Modify the script by adding your `openai_key`.
```
bash run_pairwise_eval_llms.sh
```

## 3. Analysis

After running Section 2, you can run the following script to see RAG-QA Arena results.

### 3.1 Main Results
```
python code/report_results.py
```
This script reports win and win+tie rate against LFRQA only.

### 3.2 Complete Pairs
```
python code/report_results.py --use_complete_pairs
```
This script reports win and win+tie rate for all comparison, and output an `all_battles.json` file that can be used in this Google Colab: https://colab.research.google.com/drive/1KdwokPjirkTmpO_P1WByFNFiqxWQquwH to compute Elo Rating.

### 3.3 Replicating Existing Results
We've evaluated 11 leading models and their complete pairs for 1400 queries. Results can be downloaded from https://drive.google.com/drive/folders/1fnJ_PUd33go0BXq0ShY9ofkVYERpyzFu?usp=sharing. Run the following scripts to see results. Make sure results are in `./eval_results/` sub-folder.
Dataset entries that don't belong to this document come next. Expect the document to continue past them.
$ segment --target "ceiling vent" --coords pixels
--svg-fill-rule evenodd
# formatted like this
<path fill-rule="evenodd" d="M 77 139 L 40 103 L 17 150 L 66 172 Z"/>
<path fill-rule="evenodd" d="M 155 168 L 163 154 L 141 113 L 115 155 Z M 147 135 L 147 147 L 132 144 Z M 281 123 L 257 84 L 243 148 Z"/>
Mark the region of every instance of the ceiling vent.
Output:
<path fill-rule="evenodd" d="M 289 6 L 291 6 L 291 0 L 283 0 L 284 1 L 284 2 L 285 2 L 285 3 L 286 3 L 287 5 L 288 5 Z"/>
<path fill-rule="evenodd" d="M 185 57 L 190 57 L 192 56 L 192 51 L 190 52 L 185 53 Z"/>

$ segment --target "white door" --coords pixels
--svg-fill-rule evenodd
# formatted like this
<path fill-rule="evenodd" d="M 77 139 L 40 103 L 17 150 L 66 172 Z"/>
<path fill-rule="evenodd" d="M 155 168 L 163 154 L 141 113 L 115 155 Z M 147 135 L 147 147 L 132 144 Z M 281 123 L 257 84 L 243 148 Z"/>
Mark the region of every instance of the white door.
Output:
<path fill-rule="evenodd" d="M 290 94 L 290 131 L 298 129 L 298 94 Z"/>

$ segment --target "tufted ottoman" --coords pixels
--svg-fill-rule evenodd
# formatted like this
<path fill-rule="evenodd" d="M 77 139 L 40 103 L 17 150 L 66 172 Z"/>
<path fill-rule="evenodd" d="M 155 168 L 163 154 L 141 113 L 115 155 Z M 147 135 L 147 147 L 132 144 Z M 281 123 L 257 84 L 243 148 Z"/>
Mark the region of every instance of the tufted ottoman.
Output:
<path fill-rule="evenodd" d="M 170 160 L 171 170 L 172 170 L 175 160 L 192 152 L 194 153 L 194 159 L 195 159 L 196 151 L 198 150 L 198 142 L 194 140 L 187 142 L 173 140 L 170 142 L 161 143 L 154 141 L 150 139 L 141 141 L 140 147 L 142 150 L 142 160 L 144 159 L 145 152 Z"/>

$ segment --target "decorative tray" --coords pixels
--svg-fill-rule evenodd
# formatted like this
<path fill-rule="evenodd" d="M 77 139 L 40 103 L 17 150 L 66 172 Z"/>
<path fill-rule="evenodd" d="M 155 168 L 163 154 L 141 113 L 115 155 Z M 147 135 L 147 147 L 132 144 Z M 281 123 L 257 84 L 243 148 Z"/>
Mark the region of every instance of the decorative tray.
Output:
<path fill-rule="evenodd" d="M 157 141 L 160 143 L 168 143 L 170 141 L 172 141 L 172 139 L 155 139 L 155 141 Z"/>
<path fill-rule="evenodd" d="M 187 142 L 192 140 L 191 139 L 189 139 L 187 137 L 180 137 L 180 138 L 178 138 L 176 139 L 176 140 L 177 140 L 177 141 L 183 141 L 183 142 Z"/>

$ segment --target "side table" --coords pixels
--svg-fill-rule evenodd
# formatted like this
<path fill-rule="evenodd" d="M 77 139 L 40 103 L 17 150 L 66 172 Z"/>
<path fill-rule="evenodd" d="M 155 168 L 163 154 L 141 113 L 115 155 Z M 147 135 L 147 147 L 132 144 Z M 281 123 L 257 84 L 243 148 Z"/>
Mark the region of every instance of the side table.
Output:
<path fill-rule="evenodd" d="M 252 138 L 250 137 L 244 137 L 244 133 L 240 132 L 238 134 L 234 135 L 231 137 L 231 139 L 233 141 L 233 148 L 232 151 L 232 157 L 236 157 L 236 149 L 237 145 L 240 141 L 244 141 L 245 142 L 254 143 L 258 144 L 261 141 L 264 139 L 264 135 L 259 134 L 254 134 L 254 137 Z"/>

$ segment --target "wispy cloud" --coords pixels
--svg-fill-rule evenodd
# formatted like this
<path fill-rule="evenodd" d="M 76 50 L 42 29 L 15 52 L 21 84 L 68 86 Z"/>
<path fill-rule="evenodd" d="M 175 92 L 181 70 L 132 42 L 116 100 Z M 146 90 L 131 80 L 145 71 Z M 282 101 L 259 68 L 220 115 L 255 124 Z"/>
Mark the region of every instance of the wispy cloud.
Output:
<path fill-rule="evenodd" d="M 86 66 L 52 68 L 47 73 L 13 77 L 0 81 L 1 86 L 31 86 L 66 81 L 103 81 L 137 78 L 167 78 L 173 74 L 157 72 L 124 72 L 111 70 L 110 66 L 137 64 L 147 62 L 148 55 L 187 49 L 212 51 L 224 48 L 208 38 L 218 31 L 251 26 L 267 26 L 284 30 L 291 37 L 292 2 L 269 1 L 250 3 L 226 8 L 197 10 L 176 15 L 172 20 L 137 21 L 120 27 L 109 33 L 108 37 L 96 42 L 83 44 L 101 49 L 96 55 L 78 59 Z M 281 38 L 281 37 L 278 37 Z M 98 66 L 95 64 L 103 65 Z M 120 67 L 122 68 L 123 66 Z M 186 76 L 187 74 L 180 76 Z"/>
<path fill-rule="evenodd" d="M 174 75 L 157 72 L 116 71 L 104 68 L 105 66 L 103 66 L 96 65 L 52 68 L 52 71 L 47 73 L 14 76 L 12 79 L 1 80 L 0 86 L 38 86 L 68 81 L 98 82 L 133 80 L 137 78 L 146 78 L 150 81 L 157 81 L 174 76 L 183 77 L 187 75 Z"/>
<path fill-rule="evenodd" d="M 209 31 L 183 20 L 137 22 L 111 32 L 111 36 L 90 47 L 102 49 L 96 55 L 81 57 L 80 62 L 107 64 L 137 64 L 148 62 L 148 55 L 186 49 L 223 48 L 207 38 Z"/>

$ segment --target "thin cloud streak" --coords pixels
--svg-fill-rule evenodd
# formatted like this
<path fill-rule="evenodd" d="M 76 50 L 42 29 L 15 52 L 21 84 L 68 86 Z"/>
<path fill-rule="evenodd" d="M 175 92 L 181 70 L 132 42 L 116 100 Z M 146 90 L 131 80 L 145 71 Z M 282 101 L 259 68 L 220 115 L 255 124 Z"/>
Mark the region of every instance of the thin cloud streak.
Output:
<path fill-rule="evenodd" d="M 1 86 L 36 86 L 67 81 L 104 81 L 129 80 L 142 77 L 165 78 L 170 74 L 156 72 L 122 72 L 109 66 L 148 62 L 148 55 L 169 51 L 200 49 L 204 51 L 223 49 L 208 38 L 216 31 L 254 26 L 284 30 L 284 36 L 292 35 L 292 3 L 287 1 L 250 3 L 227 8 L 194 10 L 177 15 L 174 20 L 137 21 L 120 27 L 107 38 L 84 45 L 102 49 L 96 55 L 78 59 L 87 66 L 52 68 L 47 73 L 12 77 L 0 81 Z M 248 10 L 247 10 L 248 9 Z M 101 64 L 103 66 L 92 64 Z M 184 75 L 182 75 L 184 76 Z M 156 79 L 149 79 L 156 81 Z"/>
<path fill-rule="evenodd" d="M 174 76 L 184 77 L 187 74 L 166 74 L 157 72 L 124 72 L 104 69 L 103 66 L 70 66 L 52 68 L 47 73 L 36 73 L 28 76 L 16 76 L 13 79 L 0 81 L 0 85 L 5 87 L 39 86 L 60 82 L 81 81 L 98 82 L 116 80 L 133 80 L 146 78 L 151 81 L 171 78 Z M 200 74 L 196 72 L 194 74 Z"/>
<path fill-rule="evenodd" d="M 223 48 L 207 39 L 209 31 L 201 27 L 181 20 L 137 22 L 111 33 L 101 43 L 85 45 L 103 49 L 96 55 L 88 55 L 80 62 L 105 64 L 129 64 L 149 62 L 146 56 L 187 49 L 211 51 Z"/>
1. Top 5 retrieved passages for 11 LLMs compared to all LFRQA answers.
```
python code/report_results.py \
--root eval_results/lfrqa/5_psgs/
```

2. Top 5 retrieved passages for 11 LLMs compared to all LFRQA answers + 1400 queries with complete LLM pairwise comparisons.
```
python code/report_results.py
--root eval_results/lfrqa/5_psgs/
--use_complete_pairs
--sub_dirs complete_pair_batch_1 complete_pair_batch_2
```

3. Top 10 retrieved passages for 11 LLMs compared to all LFRQA answers.
```
python code/report_results.py
--root eval_results/lfrqa/10_psgs/
```

### 3.4 Correlation between Human and Model-based Evaluation

In `data/human_eval`, we share two types of evaluation results,
- `human_evaluations.json` includes human evaluations results. There are three judgments in "raw" and we take the majority vote as the final vote.
- `{LFRQA|RQA}_{RQA|gpt-4|llama-3|mixtral-large}-eval_by_gpt4-0125-preview.json` is the LLM-based evaluators' results. In these files, you can find RobustQA and LFRQA's annotation, together with LLMs generated answers. We sampled 100 queries per domain, so 700 queries in total. For brevity, we do not repeat the specific script to generate model-based evaluation results for these queries. All details can be found in Section 2 above.

To check results, simply run `python code/compute_correlation.py`.

## Citation
```
@article{han2024ragqaarena,
title={RAG-QA Arena: Evaluating Domain Robustness for Long-form Retrieval Augmented Question Answering},
author={Rujun Han and Yuhao Zhang and Peng Qi and Yumo Xu and Jenyuan Wang and Lan Liu and William Yang Wang and Bonan Min and Vittorio Castelli},
year={2024},
journal={arXiv preprint arXiv:2407.13998},
url={https://arxiv.org/abs/2407.13998}
}
```

## Security

See [CONTRIBUTING](CONTRIBUTING.md#security-issue-notifications) for more information.

## License

This project is licensed under the Apache-2.0 License.